Sie hörte das laute Summen der mechanischen Tür und rannte in den Flur hinaus. Ein Mann lag auf einer Krankentrage. Er wurde von Dr. Hillsborough und einem Wachmann begleitet, der die Bahre schob. Erst als sie näher kamen erkannte Sera mit Entsetzen, dass es sich bei dem Verletzten um Tom handelte. Er sah blass aus und sein T-Shirt war völlig mit Blut verschmiert. An seinem Hals war ein Beatmungsbeutel befestigt, den Dr. Hillsborough per Hand bediente. Sie schoben die Bahre ins Behandlungszimmer. Der Aufseher fragte, ob er durchkommen würde. Aber zu solch einer Prognose konnte und wollte der Doktor noch keine Auskunft geben. Ohne weitere Fragen, ließ der Beamte die beiden alleine ihre Arbeit machen.
„Was ist passiert?“ Sera streichelte Toms Stirn. Ihre Berührung beruhigte ihn ein wenig. Er war viel zu blass, bemerkte sie. Wie viel Blut hatte er bereits verloren?
„Es gab wohl eine Prügelei“, resümierte Dr. Hillsborough. „Dabei scheint er einen Schlag gegen seinen Kehlkopf bekommen zu haben. Er ist angeschwollen. Er bekam keine Luft mehr.“
„Und da haben Sie ihm den Hals öffnen müssen?“ Sera war entsetzt. War ein solch drastischer Eingriff wirklich notwendig gewesen?
„Ich nicht“, entgegnete der Doktor zu ihrem Erstaunen.

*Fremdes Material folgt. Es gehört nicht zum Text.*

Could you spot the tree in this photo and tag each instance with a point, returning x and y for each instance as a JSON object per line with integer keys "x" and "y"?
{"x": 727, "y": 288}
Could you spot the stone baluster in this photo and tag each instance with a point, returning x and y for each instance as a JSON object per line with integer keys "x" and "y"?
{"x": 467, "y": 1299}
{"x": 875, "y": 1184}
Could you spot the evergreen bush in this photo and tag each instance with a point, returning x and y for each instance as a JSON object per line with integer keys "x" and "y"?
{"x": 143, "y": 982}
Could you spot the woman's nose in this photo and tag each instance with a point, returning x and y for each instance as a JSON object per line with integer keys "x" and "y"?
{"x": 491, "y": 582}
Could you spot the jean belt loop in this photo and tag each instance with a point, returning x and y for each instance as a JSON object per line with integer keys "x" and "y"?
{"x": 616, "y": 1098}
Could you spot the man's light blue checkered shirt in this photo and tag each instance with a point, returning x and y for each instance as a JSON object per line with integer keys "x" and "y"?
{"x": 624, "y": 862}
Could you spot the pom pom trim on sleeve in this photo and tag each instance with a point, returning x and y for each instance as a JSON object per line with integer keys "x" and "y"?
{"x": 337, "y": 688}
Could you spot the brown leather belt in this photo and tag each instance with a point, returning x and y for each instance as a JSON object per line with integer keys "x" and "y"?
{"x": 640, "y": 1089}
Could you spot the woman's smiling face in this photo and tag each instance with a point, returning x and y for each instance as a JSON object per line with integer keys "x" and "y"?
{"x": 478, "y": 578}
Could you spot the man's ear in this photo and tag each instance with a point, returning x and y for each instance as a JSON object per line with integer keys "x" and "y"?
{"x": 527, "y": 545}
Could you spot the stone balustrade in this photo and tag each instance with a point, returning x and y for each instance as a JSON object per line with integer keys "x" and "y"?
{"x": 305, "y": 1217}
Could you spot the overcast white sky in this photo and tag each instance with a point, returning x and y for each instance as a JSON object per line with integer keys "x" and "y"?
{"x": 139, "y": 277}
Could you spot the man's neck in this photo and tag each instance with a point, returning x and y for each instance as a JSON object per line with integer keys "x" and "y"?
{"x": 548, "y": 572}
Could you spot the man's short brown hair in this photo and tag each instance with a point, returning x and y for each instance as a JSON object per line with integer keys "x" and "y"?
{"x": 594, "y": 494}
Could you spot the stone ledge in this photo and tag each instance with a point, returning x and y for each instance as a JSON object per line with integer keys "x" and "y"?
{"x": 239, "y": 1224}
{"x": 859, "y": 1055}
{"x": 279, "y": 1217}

Sera war perplex. Sie brachte keinen Ton mehr heraus. Wenn Dr. Hillsborough es nicht gewesen war, wer war es dann? Sie schaute sich die Öffnung mit dem Schlauch etwas genauer an. Der Schnitt wurde, wenn auch unsauber, genau an der richtigen Stelle gemacht. Wer auch immer es gewesen ist, er hatte genau gewusst, was er da tat. Vielleicht ein medizinisch ausgebildeter Justizvollzugsbeamte, dachte Sera.
Während Sera die Wunde vorsichtig säuberte, verabreichte Dr. Hillsborough dem Patienten Medikamente. Innerhalb der nächsten halben Stunde verbesserte sich Toms Zustand merklich. Die Schwellung ging allmählich zurück bis sie das Beatmungsgerät wieder entfernen konnten. Dr. Hillsborough nähte die Wunde am Hals zu, bevor er Tom in eines der Krankenzimmer verlegte. Er wollte ihn die nächsten Tage auf der Krankenstation unter Beobachtung behalten. Er wies ihm sogar das Einzelzimmer zu, so dass er sich ungestört erholen konnte.